Multi-Objective Modeling for Green Supply Chain Demand Risk Management: An Enhanced Adaptive NSGA-II Algorithm for Solving Problems Under Challenging Conditions
摘要
Recent systemic disruptions, such as the COVID-19 pandemic, have highlighted the structural fragility of global supply chains in the face of risks such as supply chain disruptions or market access restrictions. Among the most significant risks are sudden surges in customer demand and the closure of regions where suppliers or customers are located. In this context, quantitative supply chain risk and performance management play a crucial role, aiming to anticipate and mitigate potential disruptions while promoting improved performance and sustainability. This study is aimed at developing effective quantitative management for a three-tiered supply chain, composed of suppliers, a distributor, and customers.
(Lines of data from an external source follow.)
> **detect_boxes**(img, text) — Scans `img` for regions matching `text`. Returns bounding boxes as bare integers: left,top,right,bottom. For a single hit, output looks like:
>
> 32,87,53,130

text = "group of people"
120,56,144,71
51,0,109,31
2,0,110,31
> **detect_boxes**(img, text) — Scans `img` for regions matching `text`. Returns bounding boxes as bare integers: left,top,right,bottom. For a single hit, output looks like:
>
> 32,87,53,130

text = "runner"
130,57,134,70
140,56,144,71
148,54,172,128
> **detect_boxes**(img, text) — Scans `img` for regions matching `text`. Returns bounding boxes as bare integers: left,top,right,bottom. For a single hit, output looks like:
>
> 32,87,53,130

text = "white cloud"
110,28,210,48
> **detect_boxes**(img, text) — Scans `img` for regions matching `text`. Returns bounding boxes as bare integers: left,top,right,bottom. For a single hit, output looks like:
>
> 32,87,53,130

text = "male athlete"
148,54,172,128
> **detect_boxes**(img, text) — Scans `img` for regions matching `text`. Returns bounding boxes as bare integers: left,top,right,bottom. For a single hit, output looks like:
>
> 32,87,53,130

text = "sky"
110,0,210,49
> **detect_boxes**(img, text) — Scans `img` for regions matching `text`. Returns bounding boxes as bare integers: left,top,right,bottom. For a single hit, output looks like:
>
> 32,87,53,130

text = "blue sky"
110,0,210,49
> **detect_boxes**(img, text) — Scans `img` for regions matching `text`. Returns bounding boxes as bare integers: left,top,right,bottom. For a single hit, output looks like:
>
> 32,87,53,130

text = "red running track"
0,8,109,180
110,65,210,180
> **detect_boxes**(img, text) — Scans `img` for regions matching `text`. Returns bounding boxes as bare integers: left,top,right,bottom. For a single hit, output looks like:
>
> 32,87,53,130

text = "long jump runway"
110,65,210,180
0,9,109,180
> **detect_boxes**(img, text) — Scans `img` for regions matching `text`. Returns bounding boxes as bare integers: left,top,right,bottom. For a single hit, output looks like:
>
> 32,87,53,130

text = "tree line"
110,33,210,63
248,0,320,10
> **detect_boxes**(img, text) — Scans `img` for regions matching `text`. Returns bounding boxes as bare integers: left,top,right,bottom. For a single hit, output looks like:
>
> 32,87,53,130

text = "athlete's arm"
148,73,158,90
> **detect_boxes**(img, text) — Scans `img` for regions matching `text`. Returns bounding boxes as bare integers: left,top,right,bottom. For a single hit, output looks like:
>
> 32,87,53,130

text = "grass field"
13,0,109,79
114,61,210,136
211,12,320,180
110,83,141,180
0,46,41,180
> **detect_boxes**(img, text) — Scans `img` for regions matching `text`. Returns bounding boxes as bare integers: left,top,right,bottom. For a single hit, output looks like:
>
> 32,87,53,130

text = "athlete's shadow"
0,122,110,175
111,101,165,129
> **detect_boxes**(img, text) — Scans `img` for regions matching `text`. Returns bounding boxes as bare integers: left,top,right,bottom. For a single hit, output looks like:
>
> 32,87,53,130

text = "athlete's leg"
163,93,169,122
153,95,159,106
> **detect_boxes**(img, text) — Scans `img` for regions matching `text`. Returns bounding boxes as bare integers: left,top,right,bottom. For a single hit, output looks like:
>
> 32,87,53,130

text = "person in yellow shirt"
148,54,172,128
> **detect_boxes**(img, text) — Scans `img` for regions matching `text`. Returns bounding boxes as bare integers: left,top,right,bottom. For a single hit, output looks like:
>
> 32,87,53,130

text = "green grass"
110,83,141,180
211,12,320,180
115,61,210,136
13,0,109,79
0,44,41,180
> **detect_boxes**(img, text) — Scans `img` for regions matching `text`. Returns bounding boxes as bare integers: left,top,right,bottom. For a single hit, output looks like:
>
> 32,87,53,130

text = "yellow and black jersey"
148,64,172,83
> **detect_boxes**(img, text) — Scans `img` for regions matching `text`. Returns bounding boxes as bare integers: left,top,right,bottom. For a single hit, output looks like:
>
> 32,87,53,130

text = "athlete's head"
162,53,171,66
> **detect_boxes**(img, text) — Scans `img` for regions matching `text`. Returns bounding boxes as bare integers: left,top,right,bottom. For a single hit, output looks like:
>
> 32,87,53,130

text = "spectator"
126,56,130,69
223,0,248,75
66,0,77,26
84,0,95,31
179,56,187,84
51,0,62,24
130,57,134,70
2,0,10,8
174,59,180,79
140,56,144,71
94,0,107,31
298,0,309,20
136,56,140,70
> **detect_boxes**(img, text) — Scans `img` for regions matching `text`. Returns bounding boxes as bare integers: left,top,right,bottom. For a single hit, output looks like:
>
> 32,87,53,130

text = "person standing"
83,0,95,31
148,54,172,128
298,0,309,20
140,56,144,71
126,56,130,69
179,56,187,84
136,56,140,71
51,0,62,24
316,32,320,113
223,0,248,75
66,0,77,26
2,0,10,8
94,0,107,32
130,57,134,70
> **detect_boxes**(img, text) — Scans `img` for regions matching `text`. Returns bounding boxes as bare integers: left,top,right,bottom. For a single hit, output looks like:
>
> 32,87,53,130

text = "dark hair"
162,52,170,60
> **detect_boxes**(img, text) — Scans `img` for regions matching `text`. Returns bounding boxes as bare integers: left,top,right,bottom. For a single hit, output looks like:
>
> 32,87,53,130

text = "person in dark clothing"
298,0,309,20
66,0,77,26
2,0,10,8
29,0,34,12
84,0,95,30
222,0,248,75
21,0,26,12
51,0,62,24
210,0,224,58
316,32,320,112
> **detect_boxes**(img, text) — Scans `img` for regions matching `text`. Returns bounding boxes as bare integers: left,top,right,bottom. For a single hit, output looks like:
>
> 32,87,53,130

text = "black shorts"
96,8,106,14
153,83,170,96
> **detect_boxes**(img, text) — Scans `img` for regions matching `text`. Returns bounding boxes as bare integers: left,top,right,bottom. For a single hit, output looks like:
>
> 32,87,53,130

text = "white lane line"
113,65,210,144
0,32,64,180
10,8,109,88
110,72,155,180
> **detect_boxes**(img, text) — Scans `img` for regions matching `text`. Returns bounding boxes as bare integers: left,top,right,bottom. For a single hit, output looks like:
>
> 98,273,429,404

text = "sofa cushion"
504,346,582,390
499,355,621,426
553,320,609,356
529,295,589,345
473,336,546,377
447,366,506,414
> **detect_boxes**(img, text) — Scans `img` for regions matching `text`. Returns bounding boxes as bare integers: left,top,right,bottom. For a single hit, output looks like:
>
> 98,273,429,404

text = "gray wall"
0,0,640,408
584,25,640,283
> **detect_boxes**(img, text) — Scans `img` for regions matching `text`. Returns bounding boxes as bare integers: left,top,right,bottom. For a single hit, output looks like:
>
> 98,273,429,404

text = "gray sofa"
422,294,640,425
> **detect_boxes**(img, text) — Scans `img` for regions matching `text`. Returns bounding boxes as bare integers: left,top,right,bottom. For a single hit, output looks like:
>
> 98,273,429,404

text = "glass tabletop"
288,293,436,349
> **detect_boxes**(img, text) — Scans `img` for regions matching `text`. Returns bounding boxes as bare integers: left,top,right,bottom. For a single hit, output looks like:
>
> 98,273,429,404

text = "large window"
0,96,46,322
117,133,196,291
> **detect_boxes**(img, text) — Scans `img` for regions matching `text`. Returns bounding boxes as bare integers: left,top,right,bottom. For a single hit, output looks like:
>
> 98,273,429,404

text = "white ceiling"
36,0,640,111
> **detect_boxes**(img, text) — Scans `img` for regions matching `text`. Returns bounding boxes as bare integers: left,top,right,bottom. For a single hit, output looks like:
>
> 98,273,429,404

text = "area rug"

The primary objective is to improve customer satisfaction by ensuring reliable supply, even under adverse conditions such as supplier closures or restricted access to customer areas due to risk events like a pandemic, while preserving the economic, environmental, and operational performance of the supply chain. To achieve this, we are developing a mixed-integer, multi-objective mathematical model that simultaneously minimizes total cost, reduces CO2 emissions, and minimizes delivery times, based on three complementary criteria that collectively reflect the resilience and sustainability of the supply chain. The model includes a set of relevant constraints and is applied to two scenarios: an ideal, risk-free scenario, and a scenario with risk. Two solution approaches are used: the ε-constraint method and the Non-Dominated Genetic Sorting Algorithm II (NSGA-II).